Chinese Medicine Board of Australia - Statement on the use of unregistered assistants to remove acupuncture needles from patients

Statement on the use of unregistered assistants to remove acupuncture needles from patients

16 Apr 2020

Following a request to the Chinese Medicine Board of Australia (the Board) about its position on the use of unregistered assistants in acupuncture clinics to remove acupuncture needles from patients, the Board has adopted the following position.

It is the view of the Board that the removal of acupuncture needles from the patient is an integral component of the professional service provided by the registered practitioner. Ensuring adequate public protection requires that this activity should not be delegated to an unregistered assistant.

The Board came to this view following consideration of the aspects outlined below and input from the professional associations.

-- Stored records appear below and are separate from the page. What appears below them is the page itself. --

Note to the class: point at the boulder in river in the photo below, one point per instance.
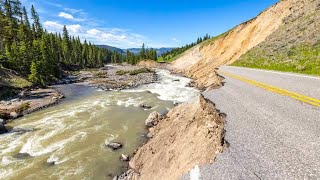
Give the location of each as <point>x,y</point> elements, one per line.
<point>3,129</point>
<point>153,119</point>
<point>124,157</point>
<point>22,156</point>
<point>114,146</point>
<point>21,130</point>
<point>52,160</point>
<point>145,106</point>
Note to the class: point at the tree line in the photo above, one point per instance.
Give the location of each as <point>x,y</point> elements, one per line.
<point>26,47</point>
<point>174,52</point>
<point>145,53</point>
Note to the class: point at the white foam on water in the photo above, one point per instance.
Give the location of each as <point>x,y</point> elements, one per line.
<point>129,102</point>
<point>34,145</point>
<point>169,87</point>
<point>6,160</point>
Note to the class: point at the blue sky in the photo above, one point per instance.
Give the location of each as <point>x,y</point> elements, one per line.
<point>158,23</point>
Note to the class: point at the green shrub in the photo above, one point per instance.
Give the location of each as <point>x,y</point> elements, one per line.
<point>23,107</point>
<point>122,72</point>
<point>134,72</point>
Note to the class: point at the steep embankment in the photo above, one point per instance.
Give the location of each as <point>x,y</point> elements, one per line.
<point>200,61</point>
<point>294,46</point>
<point>191,134</point>
<point>11,83</point>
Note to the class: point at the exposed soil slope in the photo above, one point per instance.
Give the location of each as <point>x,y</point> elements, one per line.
<point>191,134</point>
<point>294,46</point>
<point>200,61</point>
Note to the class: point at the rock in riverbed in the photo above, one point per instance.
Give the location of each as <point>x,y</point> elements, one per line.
<point>153,119</point>
<point>3,129</point>
<point>124,157</point>
<point>114,146</point>
<point>145,106</point>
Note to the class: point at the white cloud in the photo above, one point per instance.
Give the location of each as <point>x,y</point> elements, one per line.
<point>93,32</point>
<point>65,15</point>
<point>176,40</point>
<point>74,11</point>
<point>121,38</point>
<point>51,25</point>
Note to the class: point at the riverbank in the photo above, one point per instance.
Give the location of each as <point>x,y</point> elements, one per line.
<point>189,135</point>
<point>110,77</point>
<point>29,101</point>
<point>54,142</point>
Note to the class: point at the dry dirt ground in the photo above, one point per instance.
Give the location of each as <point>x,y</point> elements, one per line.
<point>190,134</point>
<point>29,101</point>
<point>199,62</point>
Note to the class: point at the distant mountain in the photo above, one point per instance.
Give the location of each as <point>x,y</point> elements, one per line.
<point>160,51</point>
<point>111,48</point>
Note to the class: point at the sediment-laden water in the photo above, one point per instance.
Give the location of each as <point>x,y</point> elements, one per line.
<point>73,134</point>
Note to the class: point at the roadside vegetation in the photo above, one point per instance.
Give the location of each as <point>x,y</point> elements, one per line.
<point>42,57</point>
<point>293,47</point>
<point>177,52</point>
<point>300,59</point>
<point>134,72</point>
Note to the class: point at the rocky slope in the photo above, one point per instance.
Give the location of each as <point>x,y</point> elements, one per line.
<point>294,46</point>
<point>200,61</point>
<point>191,134</point>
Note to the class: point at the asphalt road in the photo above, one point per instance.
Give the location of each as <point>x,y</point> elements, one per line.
<point>271,136</point>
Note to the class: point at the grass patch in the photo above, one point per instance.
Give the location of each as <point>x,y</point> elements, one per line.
<point>134,72</point>
<point>303,59</point>
<point>23,107</point>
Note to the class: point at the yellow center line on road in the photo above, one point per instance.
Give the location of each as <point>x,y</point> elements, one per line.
<point>300,97</point>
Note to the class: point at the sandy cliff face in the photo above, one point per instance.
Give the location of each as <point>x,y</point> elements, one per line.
<point>191,134</point>
<point>200,61</point>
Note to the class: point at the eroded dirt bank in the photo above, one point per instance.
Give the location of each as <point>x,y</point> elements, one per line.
<point>190,134</point>
<point>199,62</point>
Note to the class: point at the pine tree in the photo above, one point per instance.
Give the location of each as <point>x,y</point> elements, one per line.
<point>36,26</point>
<point>143,52</point>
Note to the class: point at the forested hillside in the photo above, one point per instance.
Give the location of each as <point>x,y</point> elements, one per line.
<point>175,53</point>
<point>294,46</point>
<point>27,48</point>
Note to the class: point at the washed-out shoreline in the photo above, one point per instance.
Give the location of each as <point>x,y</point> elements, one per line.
<point>106,78</point>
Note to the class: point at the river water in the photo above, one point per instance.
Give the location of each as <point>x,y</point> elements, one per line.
<point>73,134</point>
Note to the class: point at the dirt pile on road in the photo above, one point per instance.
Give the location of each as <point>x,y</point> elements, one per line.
<point>199,62</point>
<point>191,134</point>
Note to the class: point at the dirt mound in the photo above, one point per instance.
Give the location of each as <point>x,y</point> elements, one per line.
<point>191,134</point>
<point>200,61</point>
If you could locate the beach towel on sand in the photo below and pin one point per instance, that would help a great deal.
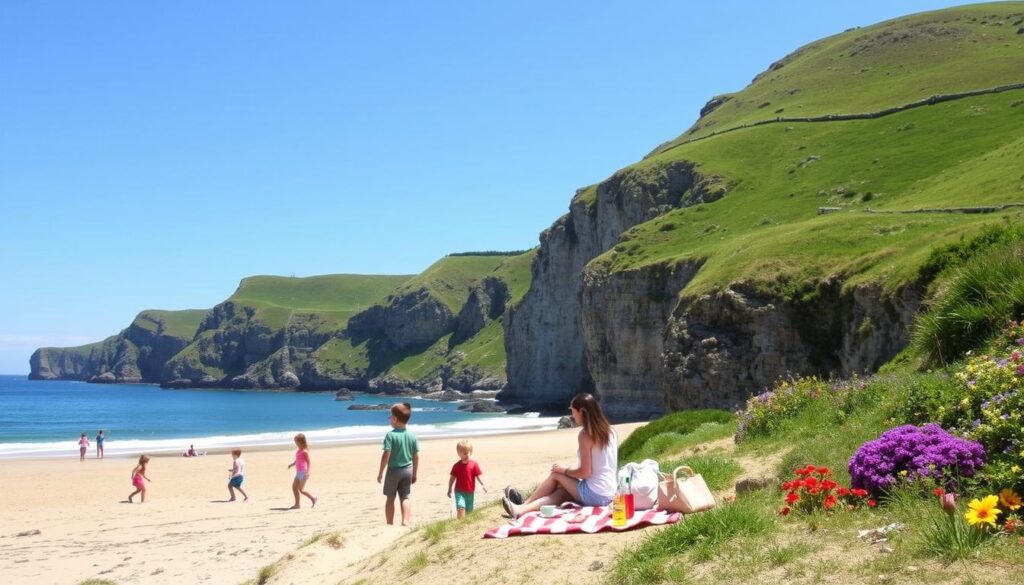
(594, 518)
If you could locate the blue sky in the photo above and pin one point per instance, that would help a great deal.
(152, 155)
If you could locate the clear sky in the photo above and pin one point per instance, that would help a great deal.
(152, 155)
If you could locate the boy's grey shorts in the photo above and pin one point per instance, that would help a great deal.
(398, 479)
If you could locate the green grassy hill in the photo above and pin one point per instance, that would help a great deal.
(882, 66)
(955, 154)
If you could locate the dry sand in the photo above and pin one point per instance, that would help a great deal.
(185, 533)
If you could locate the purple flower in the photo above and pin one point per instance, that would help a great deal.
(924, 451)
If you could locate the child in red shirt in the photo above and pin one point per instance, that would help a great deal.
(464, 476)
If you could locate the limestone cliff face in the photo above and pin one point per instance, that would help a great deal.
(235, 348)
(135, 354)
(544, 336)
(722, 347)
(408, 320)
(624, 320)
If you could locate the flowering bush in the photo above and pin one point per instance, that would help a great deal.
(914, 453)
(991, 407)
(767, 412)
(814, 490)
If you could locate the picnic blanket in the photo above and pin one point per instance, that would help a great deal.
(594, 518)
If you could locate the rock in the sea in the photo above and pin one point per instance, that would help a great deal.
(370, 407)
(481, 407)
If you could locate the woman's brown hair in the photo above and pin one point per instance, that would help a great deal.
(594, 422)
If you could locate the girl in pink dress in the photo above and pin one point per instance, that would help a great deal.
(301, 465)
(138, 478)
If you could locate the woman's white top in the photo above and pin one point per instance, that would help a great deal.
(604, 467)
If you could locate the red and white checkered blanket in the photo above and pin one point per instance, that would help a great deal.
(594, 518)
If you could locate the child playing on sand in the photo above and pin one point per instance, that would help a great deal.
(464, 476)
(83, 446)
(401, 458)
(301, 465)
(237, 474)
(138, 478)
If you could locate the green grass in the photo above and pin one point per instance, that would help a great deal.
(658, 557)
(885, 65)
(173, 323)
(972, 305)
(449, 279)
(680, 423)
(767, 230)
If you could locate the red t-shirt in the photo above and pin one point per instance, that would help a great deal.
(465, 475)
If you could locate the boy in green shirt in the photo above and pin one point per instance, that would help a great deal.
(401, 457)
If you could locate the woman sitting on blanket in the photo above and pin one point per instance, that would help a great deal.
(593, 483)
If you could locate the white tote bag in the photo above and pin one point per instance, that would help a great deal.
(644, 477)
(687, 494)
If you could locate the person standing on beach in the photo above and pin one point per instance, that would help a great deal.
(301, 465)
(401, 458)
(237, 474)
(83, 446)
(463, 477)
(138, 478)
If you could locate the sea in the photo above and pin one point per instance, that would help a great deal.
(46, 418)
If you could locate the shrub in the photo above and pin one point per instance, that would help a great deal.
(914, 453)
(769, 411)
(990, 406)
(979, 298)
(680, 422)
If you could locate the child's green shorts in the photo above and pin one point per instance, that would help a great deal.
(464, 501)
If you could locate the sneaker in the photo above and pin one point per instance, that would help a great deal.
(513, 495)
(507, 504)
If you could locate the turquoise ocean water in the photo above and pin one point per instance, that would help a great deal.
(46, 418)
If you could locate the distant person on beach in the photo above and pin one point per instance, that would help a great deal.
(138, 478)
(301, 465)
(401, 458)
(593, 483)
(83, 446)
(237, 474)
(464, 475)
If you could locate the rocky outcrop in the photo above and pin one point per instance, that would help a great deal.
(722, 347)
(409, 320)
(486, 301)
(544, 337)
(625, 315)
(135, 354)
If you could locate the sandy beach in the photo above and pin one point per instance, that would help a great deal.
(186, 533)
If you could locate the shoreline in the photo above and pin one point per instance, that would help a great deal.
(273, 441)
(186, 533)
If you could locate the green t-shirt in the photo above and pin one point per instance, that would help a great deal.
(402, 446)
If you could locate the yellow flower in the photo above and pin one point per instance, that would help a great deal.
(1010, 499)
(983, 510)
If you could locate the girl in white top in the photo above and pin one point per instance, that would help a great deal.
(593, 483)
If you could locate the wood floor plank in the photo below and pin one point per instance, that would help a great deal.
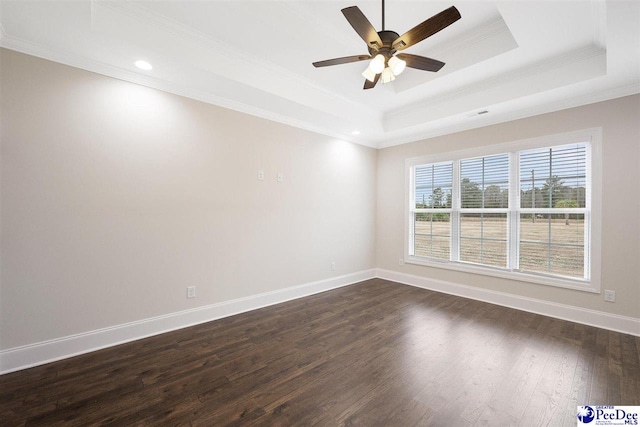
(373, 353)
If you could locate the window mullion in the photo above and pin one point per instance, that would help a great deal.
(513, 218)
(455, 212)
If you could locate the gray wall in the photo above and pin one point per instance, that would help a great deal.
(115, 197)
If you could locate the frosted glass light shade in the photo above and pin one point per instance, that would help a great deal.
(368, 74)
(387, 75)
(397, 65)
(377, 64)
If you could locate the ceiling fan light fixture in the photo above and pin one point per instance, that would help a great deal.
(368, 74)
(397, 65)
(387, 76)
(377, 64)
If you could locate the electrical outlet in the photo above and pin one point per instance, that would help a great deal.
(191, 291)
(609, 295)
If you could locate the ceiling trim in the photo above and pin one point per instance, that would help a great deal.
(476, 121)
(81, 62)
(583, 54)
(173, 27)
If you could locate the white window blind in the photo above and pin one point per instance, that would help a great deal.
(484, 192)
(554, 219)
(431, 216)
(526, 212)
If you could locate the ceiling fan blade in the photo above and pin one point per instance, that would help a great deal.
(421, 62)
(371, 85)
(363, 27)
(343, 60)
(427, 28)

The authority provided to the Board under the National Law is to regulate Chinese medicine practitioners. While the Board does not have regulatory authority over unregistered assistants, each registered Chinese medicine practitioner is accountable to the Board for the delivery of all aspects of the Chinese medicine service.

The use of unregistered assistants to remove acupuncture needles from the patient would involve direct contact with the patient. When considering this matter, the Board took into consideration recent Council of Australian Governments (COAG) policy directions to strengthen public protection under the National Law, directing that Ahpra and National Boards are to prioritise public protection in their work.

Whilst acknowledging that the consideration of public protection is paramount, other important aspects that the Board considered when developing the statement on the Board’s position regarding the use of unregistered assistant to remove acupuncture needles from patients included:

  • the capabilities and role of acupuncturists as presented in the statement of Professional capabilities for Chinese medicine practitioners;
  • that removal of the acupuncture needle is an important component of the professional service delivered to patients;
  • the public expectations from challenges for the registered profession to ensure adequate and consistent training of assistants and sufficient levels of supervision
  • matters relating to risk management;
  • management of adverse events;
  • the requirement to obtain informed consent of the patient, and
  • the scope of Professional Indemnity insurance.